Documents/GGDPP/1: Congressional Transparency/1.6: Bills

1.6: Bills

Other Information:

Bills are a "pretty-good-news" story in legislative transparency. Most are promptly published. It would be better, of course, if they were all immediately published at the moment they were introduced, and if both the House and Senate published last-minute, omnibus bills before debating and voting on them. A small gap in authority exists around bills. Some people look to the Library of Congress and the THOMAS site, and now beta.congress.gov, for bill information. Others look to the Government Printing Office. Which is the authority for bill content? This issue has not caused many problems so far. Once published, bill information remains available, which is good. Publication of bills in HTML on the THOMAS site makes them reasonably machine- discoverable.
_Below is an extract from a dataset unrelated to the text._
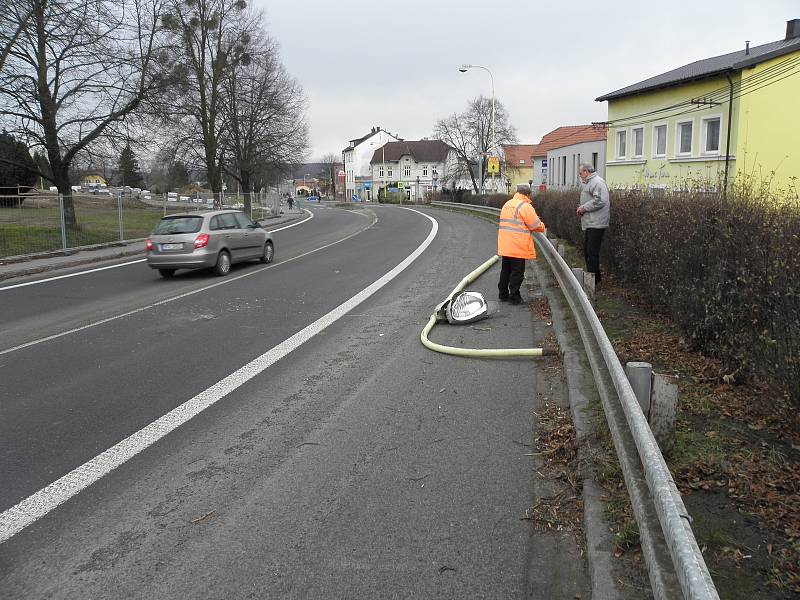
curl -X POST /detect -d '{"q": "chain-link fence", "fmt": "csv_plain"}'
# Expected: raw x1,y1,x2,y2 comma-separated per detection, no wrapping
0,191,288,258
Witness the fact that searching for a bill will often turn up the version at that source. Where bills could improve some is in their machine-readability. Some information such as sponsorship and U.S. code references is present in the bills that are published in XML, and nearly all bills are now published in XML, which is great. Much more information should be published machine-readably in bills, though, such as references to agencies and programs, to states or localities, to authorizations and appropriations, and so on, referred to using standard identifiers. With the work that the THOMAS system does to gather information in one place, bill data are good. This is relative to other, less well- published data, though. There is yet room for improvement.